Mrs. Lowe-Porter by Jo Salas is a gorgeous, moving, and infuriating biographical novel, telling the story of Helen Lowe-Porter, the first English translator of Thomas Mann’s monumental works.
I’ve read Buddenbrooks and Joseph and His Brothers, and am awed. I also read Colm Toibin’s biographical novel of Mann, The Magician, which made me determined to read all of Toibin’s novels. So when I saw a review of Mrs. Lowe-Porter, it caught my attention. I’m so glad it did.
Helen Porter was a brilliant, ambitious, creative woman, who struggled against the obstacles women faced in her time (and still do today)—including the necessity of always taking a backseat to men. Despite her many talents, she fell into the trap of deferring to the men in her life and apologizing for the space she wanted to carve out for herself. Helen yearned to be a writer. She was warned by her maiden aunt that, to succeed, she’d have to forego marriage and all the distractions that drained away women’s focus and energy. And yet, she fell in love.Elias Loew (later Lowe, to hide his Jewish ancestry) was a confident, charming, ambitious academician, a friend of her sister’s, living in Germany. When Helen came to Munich as a long-term tourist, Elias showed her around the city. They became friends. He treated her as one of the guys, until he seduced her. Apparently, he loved her, at least as well as an ego-centric, self-absorbed, condescending jerk could love. His needs, his career, everything about him, always came first. Also, as he explained to her after sleeping with her, sex was a life force. This force was stronger in men than in women. And in him, it was stronger than in other men. So he had to be unfaithful to her. And she had to be understanding.
Yech!
While Elias struggled to get his academic career off the ground, applying for grant after grant with no success, and with a baby on the way, Helen was fortunate enough to get work translating German writings into English. Her big break (or life-crushing event) was being asked by the Knopfs to translate Buddenbrooks.
For most of the rest of her life, she was Mann’s translator. And while she was pleased to do it, recognizing the author’s brilliance and feeling privileged to be trusted with his work, it was nevertheless a thankless job that sapped her creative energy. For all her devotion, meticulousness, and creativity in bringing Mann’s work to an English-speaking audience, she was dismissed as a mere clerk.

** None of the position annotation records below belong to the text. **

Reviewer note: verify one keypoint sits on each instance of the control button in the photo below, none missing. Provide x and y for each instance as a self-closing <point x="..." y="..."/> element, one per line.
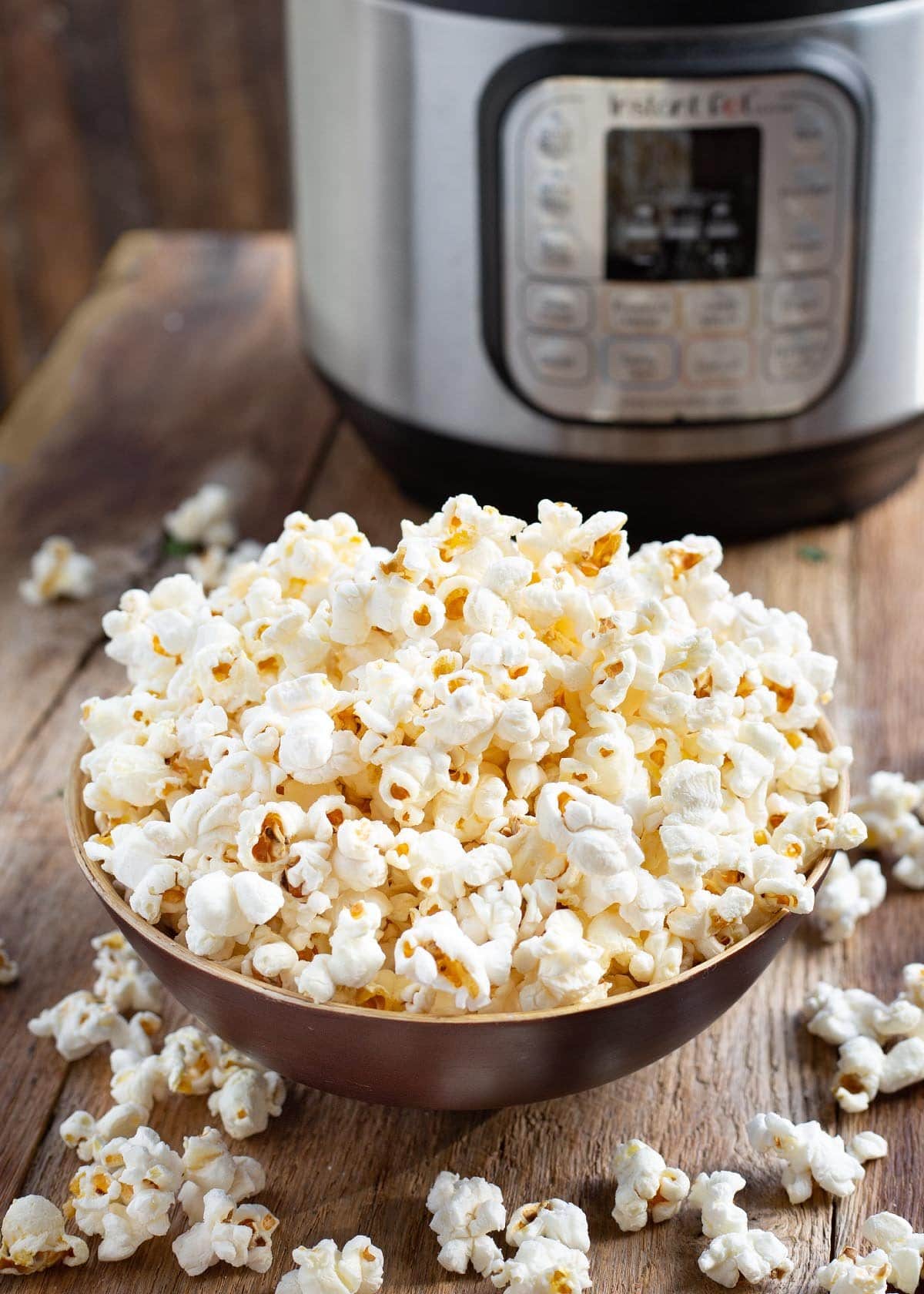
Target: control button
<point x="810" y="131"/>
<point x="721" y="308"/>
<point x="554" y="135"/>
<point x="812" y="178"/>
<point x="711" y="363"/>
<point x="642" y="363"/>
<point x="558" y="306"/>
<point x="554" y="249"/>
<point x="642" y="310"/>
<point x="806" y="232"/>
<point x="558" y="359"/>
<point x="798" y="356"/>
<point x="555" y="194"/>
<point x="800" y="300"/>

The novel is told through short chapters, each an episode in Helen’s life, generally in her viewpoint but sometimes in Elias’, or rarely in their daughter’s or granddaughter’s. The episodes are not strictly chronological. Chapters dated 1963, when Helen is in a nursing home/dementia unit, are interspersed with chapters taking us through her life. The “1963" chapters are particularly heartbreaking. This woman who gave herself so freely to two men, Elias and Thomas Mann, ended up with nothing for herself.
This is a lyrical, literary novel that will give you a great appreciation for Helen Lowe-Porter, and an urge to track down one of Mann’s masterpieces translated by this remarkable woman.